I was fascinated at how Jack kept trying to keep Ally connected to her genuine, authentic self, especially when she was becoming famous and letting her manager change her image to hit a bigger pop audience. The movie visually showed how her music and looks changed to reflect this more colorful veneer and trite lyrics. I was affected by watching Ally losing herself because of her subconscious need to be accepted and loved by the bigger collective that the music business was orchestrating. You can’t help but wonder if her audience would have wanted her more in her authentic way of being with her deep lyrics that opened people’s hearts. Jack certainly felt that is what people would want, and he could see she was getting lost in the bright shiny objects around her. It was so painful for him to watch her experiencing this it brought him farther away from his own loving presence.
Jack was struggling to stay connected to something real and authentic; Ally was his life line and his way of staying connected to some aspect of himself that could deeply explore his own loving nature so he didn’t have to keep numbing the pain of his past with alcohol.
As the movie progressed, Ally continued to buy into the veneer of her image and be swept away by it, while Jack amped up his drinking episodes at the height of her career (when she accepted a Grammy).
The final straw of the truth of greed was when the manager let Jack know the impact of his actions on Ally’s career. Was it an accident or was Jack trying to save her and himself? Is it possible his subconscious beliefs that were sabotaging both his and her career were actually an attempt to save them and bring them back to their true selves?
This is such a great movie for demonstrating where we are in our own collective. There are so many bright, shiny objects that continue to draw us in searching for external validation verses supporting us in connecting with something deeper inside of us – the pure LOVE we are made of.
This is our birthright: our ability to show love, be love and embody kindness and love.

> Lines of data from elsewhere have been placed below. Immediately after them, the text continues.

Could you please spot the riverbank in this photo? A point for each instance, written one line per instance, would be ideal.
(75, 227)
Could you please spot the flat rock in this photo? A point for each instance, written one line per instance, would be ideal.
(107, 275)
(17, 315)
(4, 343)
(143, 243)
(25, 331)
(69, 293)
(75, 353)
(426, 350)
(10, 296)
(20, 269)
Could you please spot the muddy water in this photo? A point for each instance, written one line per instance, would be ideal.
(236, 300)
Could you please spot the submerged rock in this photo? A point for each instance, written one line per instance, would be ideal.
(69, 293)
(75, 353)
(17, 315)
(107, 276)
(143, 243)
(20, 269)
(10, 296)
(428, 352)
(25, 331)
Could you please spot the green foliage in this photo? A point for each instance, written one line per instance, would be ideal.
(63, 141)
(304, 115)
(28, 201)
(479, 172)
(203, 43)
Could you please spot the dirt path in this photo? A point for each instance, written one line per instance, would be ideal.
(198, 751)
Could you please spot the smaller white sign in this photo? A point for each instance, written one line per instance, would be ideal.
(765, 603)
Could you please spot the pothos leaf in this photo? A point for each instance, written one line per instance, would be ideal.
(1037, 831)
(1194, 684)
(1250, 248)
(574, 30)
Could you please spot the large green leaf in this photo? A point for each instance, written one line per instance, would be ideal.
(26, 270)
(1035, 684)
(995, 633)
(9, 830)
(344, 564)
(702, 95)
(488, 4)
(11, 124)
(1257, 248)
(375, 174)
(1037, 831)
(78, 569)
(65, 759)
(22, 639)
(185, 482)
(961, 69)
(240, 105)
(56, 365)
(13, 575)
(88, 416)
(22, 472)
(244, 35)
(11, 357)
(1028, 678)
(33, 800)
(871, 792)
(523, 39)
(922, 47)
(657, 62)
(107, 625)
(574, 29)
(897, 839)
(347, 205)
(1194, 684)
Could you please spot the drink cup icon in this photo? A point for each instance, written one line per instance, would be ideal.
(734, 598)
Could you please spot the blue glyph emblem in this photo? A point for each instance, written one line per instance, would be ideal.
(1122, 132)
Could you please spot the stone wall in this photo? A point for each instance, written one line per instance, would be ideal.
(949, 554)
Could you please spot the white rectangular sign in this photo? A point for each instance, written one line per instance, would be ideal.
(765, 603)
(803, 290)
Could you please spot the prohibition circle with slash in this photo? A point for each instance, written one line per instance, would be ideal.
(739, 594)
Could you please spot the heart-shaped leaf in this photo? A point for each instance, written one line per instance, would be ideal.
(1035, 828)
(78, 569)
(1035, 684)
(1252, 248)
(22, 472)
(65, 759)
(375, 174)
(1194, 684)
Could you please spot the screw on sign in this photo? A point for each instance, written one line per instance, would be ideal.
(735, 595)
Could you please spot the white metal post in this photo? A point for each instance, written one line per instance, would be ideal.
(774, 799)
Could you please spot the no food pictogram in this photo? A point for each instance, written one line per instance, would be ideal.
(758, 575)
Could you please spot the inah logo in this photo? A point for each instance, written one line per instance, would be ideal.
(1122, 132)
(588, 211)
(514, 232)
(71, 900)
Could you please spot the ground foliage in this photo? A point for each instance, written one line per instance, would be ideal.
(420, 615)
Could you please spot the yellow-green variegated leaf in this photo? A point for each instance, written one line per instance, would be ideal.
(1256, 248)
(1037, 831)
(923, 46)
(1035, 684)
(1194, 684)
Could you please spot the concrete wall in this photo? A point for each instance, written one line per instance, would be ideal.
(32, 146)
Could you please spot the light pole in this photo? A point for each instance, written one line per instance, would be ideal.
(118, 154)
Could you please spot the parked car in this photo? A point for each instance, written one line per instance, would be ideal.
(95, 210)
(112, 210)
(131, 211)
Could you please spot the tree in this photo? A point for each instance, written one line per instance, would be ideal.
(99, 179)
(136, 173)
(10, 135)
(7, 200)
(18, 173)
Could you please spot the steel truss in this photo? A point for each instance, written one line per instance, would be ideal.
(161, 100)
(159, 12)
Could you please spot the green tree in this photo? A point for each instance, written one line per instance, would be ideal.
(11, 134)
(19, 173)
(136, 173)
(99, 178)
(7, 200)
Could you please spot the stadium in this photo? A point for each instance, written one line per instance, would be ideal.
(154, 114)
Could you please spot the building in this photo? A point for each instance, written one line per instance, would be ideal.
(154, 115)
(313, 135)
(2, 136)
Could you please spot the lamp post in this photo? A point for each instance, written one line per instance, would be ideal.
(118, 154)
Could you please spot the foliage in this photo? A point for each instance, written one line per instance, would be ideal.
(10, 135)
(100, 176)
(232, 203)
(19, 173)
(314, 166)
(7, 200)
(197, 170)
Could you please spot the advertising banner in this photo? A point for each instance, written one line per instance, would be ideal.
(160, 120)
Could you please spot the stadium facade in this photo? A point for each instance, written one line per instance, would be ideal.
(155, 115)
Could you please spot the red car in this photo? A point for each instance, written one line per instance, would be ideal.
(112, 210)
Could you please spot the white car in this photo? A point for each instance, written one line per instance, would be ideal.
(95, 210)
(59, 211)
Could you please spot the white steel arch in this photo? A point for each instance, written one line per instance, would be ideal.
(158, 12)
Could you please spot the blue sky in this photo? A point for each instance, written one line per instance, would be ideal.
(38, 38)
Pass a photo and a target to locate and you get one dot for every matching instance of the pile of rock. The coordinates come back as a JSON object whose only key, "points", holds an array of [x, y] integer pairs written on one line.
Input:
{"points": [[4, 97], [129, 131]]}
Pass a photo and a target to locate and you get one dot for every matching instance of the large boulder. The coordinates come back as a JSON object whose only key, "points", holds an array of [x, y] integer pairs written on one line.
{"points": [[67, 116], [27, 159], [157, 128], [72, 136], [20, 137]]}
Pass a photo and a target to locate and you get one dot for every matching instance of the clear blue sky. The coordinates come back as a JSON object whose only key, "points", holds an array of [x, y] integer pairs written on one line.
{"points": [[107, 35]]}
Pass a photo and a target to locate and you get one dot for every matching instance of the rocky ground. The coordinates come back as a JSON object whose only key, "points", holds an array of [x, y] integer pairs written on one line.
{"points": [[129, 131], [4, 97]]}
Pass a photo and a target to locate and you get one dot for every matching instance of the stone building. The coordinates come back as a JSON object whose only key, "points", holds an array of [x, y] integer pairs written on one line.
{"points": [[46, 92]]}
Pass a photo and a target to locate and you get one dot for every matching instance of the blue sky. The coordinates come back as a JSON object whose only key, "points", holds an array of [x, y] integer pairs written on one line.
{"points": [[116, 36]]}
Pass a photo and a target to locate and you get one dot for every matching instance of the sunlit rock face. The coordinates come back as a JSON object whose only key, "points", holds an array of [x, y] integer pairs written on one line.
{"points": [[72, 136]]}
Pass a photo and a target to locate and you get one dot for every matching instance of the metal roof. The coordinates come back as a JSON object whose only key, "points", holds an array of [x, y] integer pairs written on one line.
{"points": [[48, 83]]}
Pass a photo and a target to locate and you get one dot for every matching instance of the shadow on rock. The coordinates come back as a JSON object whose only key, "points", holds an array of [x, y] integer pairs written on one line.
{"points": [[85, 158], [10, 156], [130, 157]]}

Where do you let the negative beliefs stop you from navigating the internal pain you feel for something to numb it out and temporarily let you feel better?
This movie is a great opportunity to look at ourselves and where we choose to skim the surface rather than dive into deeper terrain that may be uncomfortable in order to stop our pain and feel temporary suave.
Where can you be more kind and loving?
Where can you be less judgmental with yourselves and others?
How can you love yourself through the pain and negative thinking?
How will you shift your operating system to LOVE?
At the end of the movie, Ally is portrayed moving back into her real self with her natural hair color, no makeup and pure essence of love and beauty. Jack couldn’t save himself, but he saved her, which may have been his goal all along.
Living from love not only saves us, but also gives each of us the opportunity to heal and to bring our true selves to a world that is in desperate need of it.